Pack your bags, chunk the deuces, don’t let the compensatory third rounder Pittsburgh would’ve received anyway for letting you walk after the 2025 NFL season get stuck in your cleats on the way to playing Robin next to CeeDee Lamb’s All-Pro Batman in the slot.
@PickensBurgh may have won Twitter/X as both the trade news and the wondrous account’s reason for being broke.

(AP Photo/Jeff Dean)
In the ensuing weeks, nearly every big-name veteran free agent wide receiver has been linked as a potential replacement opposite Pittsburgh’s new $132 million dollar man, DK Metcalf. Ben Roethlisberger made headlines with the type of leading-question-as-quasi-team-leak—“Was he a bigger headache than we knew?”—that Steelers insider Mark Kaboly ostensibly answered, reporting that enough of “the right people” in the Steelers locker room were done with Pickens. The team even upped the ante for clicks and grins, with rumors swirling around their blockbuster interest in Chris Olave.
Pickens, for his part, denied the Mother’s Day Instagram missile that AI must have fired while he was leaving on a jet plane.
BUY GEORGE? That’s the aggregate subplot from changing zip codes.
Paired with a penchant for bullying college cornerbacks that foreshadowed his flagrant on-field antics as a pro, a spring ball ACL injury that Pickens channeled Wolverine’s healing factor to return from and help spark a National Championship victory as a junior at Georgia created a pair of red flags that pushed him to the second round of the NFL draft.
Leading up to the May 7th trade, the prospect of playing out the fourth and final year of his rookie contract in true prove-it-or-lose-that-extension fashion left both local Pittsburgh and national media experts scrambling to toe tap around a potential Pickens hold-in or hold-out that somehow loomed larger than Aaron Rodgers actively holding the team hostage until the ayahuasca wears off. The topline tension was magnified not just by the recent guarantees made to Metcalf, but by the Steelers very public courtship of Brandon Aiyuk one offseason ago.
The Cowboys are planning to let Pickens play for his future—begging questions about whether a coveted third-round pick is worth the price of a caution-taped one-year rental—and the player’s camp has stated that Pickens prefers to show that he’s a top wide receiver before negotiating. With Dak Prescott entrenched as the star among stars, the smart money should be on Pickens thriving in an environment where the most notable game of musical chairs is locker room assignments instead of over-drafted, first-round-bust signal callers that plagued his awe-inspiring yet awe-WTAF-man peaks and valleys in the Steel City.
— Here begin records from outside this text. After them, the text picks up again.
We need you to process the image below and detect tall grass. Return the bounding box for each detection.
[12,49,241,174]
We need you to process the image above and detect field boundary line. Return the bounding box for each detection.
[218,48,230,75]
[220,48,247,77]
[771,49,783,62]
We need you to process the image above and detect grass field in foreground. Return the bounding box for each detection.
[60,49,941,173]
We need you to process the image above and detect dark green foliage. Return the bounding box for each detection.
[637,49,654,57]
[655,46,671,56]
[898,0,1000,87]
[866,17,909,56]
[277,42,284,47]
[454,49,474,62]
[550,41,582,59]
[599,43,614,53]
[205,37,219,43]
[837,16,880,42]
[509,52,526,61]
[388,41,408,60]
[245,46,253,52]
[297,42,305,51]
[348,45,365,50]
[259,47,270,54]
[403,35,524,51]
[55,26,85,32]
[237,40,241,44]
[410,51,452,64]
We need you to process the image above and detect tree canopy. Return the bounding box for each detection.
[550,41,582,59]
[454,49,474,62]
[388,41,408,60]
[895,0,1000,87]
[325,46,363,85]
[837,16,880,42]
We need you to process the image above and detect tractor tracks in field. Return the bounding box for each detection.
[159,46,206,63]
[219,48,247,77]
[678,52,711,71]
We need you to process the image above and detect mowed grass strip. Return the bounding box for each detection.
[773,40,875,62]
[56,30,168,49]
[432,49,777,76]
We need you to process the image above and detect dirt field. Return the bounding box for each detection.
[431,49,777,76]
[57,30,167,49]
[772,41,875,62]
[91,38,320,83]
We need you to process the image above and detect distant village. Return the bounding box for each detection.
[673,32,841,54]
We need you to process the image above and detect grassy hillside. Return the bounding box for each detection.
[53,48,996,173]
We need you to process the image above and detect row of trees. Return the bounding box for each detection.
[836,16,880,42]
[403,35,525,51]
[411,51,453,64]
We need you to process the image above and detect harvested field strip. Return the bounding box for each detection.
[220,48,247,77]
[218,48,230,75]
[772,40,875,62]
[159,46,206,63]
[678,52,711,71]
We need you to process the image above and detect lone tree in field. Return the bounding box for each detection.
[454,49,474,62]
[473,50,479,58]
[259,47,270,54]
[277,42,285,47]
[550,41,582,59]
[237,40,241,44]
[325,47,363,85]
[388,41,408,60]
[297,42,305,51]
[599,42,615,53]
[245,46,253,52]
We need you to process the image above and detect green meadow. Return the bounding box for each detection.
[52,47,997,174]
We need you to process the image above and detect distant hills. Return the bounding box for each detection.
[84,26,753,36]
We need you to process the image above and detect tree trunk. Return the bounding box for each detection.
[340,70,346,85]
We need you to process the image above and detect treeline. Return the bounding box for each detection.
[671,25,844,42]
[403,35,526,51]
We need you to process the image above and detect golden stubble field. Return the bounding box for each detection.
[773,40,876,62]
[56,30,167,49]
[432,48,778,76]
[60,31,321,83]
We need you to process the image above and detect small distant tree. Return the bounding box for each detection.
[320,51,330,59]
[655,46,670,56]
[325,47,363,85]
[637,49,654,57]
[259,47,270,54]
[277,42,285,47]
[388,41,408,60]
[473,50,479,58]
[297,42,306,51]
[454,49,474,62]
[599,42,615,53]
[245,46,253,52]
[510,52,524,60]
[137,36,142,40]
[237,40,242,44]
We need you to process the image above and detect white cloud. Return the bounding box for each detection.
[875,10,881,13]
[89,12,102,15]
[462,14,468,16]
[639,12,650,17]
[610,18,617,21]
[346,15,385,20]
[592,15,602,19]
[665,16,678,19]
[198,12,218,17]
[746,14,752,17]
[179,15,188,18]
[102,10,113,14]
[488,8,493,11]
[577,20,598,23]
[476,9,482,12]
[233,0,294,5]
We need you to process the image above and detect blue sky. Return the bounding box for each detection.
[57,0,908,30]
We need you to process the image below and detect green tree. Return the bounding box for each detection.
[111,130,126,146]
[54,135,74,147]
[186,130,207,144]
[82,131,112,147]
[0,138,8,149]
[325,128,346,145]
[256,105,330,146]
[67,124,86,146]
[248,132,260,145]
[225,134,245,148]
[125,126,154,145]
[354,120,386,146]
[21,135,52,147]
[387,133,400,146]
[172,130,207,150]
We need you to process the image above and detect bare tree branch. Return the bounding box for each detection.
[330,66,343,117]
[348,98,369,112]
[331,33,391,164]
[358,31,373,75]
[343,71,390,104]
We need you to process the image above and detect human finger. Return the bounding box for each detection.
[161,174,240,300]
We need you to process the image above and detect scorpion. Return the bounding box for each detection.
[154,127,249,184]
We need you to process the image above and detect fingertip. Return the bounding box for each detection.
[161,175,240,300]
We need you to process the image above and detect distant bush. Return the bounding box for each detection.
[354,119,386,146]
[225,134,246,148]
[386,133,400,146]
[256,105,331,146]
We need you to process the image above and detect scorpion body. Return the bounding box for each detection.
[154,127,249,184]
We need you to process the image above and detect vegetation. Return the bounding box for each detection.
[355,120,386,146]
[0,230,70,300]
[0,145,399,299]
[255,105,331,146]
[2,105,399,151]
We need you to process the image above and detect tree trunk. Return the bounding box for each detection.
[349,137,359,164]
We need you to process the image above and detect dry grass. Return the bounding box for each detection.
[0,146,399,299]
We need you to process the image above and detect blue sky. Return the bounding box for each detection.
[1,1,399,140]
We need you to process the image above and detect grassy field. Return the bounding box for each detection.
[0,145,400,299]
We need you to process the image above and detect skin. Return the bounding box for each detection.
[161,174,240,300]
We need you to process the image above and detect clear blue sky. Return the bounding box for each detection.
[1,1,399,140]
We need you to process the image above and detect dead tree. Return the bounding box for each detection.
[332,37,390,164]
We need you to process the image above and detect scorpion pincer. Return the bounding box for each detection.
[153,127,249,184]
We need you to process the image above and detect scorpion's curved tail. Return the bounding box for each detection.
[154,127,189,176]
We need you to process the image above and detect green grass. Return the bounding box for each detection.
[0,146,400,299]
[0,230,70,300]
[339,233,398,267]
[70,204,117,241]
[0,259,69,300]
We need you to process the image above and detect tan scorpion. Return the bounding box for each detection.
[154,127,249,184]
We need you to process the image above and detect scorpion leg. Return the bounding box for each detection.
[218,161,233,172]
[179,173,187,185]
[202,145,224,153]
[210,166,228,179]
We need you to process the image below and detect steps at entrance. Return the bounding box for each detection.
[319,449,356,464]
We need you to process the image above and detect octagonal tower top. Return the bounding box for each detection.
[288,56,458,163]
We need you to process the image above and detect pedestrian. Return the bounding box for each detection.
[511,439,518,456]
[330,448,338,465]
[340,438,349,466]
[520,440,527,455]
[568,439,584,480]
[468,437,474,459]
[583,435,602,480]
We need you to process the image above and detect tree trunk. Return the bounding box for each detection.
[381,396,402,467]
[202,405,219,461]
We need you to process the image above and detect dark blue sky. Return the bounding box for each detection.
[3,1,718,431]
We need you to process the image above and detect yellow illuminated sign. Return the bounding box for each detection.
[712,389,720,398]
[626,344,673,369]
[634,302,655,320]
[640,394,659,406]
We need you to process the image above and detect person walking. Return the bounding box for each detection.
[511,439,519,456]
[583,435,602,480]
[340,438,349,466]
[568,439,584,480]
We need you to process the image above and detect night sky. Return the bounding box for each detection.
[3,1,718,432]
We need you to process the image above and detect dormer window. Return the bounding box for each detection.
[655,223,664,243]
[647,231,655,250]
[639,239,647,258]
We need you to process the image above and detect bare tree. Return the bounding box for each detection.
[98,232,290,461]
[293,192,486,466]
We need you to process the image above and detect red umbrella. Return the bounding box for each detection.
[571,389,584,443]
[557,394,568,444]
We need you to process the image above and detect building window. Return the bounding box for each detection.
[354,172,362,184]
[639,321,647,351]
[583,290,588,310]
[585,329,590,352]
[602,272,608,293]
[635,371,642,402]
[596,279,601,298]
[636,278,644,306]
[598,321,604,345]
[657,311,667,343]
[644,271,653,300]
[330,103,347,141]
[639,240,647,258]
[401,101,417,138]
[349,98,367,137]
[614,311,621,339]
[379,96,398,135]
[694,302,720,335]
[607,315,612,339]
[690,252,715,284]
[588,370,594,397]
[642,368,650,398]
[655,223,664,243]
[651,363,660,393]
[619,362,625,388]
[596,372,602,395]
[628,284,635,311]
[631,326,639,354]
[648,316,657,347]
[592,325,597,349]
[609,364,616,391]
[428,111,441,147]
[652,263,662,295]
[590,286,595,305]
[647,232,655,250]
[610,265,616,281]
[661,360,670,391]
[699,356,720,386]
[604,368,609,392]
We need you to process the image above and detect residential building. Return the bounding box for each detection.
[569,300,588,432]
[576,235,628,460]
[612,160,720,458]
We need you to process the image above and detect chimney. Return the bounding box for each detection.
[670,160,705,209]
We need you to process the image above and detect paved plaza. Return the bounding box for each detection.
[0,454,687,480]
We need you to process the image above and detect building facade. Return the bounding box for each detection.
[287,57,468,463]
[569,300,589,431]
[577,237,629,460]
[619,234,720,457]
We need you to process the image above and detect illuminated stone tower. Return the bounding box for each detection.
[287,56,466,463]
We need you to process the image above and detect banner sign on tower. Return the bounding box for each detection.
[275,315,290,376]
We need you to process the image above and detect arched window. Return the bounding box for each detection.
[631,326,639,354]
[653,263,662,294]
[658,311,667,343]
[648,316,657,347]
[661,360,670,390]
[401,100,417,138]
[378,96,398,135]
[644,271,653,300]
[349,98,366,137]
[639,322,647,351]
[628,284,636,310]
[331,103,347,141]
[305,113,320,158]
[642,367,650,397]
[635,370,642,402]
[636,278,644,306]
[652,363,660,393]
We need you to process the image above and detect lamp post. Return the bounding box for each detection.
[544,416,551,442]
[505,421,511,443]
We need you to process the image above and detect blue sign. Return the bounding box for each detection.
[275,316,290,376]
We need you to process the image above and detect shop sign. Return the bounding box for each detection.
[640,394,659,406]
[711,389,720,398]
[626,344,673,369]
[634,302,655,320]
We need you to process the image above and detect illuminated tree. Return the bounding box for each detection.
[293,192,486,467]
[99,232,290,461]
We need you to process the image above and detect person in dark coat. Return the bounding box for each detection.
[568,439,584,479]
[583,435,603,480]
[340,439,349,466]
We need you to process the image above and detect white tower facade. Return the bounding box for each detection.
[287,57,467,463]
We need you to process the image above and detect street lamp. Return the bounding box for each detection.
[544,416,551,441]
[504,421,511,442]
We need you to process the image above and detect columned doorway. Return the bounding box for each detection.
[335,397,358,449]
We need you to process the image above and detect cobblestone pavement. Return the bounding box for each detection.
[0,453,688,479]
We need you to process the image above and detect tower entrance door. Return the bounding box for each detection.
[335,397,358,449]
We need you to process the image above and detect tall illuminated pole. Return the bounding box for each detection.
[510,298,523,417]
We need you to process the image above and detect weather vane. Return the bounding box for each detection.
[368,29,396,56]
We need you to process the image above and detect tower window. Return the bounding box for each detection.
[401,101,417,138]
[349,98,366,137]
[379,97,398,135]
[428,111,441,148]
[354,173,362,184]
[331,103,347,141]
Dallas, for their part, believes the opportunity to find Lamb’s running mate for the next half-decade is worth the gamble.
BY GEORGE. That’s the minced oath used to express surprise, excitement, and/or emphasize the moment in a less-offensive manner than a full oath or curse word.
Never one to mince words, Pickens affirmed during last year’s exit interviews that he had seen signs of growth with the Pittsburgh offense “for sure” from his first season in black and gold when the Steelers were trotting out a glorified high school offense on Sundays under offensive coordinator Matt Canada.
The follow up question came faster than the 4.47 40 Pickens blazed at the NFL combine:
Does that make you optimistic going forward?
“Uh, nah.”
Pittsburgh’s collective sigh of relief actually arrives from—for the first time—knowing exactly where George Pickens is going to be. Gone are the routes he alternately freelanced and dogged, the yellow flags and fines he notoriously earned, the arrival times he reportedly ignored.
Dallas is banking on the flashes in between.
As George Pickens trades Mitchell Trubisky, Kenny Pickett, and Justin Fields in for Dak Prescott, he can strut to game-breaking stat lines like 4-195-2 and 7-131 in must-win games when Mason Rudolph was spinning with the 2023 season on the line.
BY, GEORGE. Open bleeping always.
Pickens was fined twice in 2024’s Week 5 showdown between the storied franchises—once for the f-bomb scribbled across the bridge of his nose, once for the DB’s facemask he ragdolled after catching just three balls as the clock ticked down on another excruciating loss.
In 2025 with the Cowboys, Pickens starts his second life.
More than a change of scenery, more than having a QB only one season removed from a 2nd Team All-Pro nod, Pickens is no longer WR1. The irony? That may be exactly what he needs to play like one.
In addition to the aforementioned contract talks apparently tabled for now regarding Pickens, Dallas has extensions to explore with Micah Parsons, DaRon Bland, and Jake Ferguson—and there is only one franchise tag.
When it comes to dollars and sense, Pickens has put himself in position to become a problem…for all the right reasons.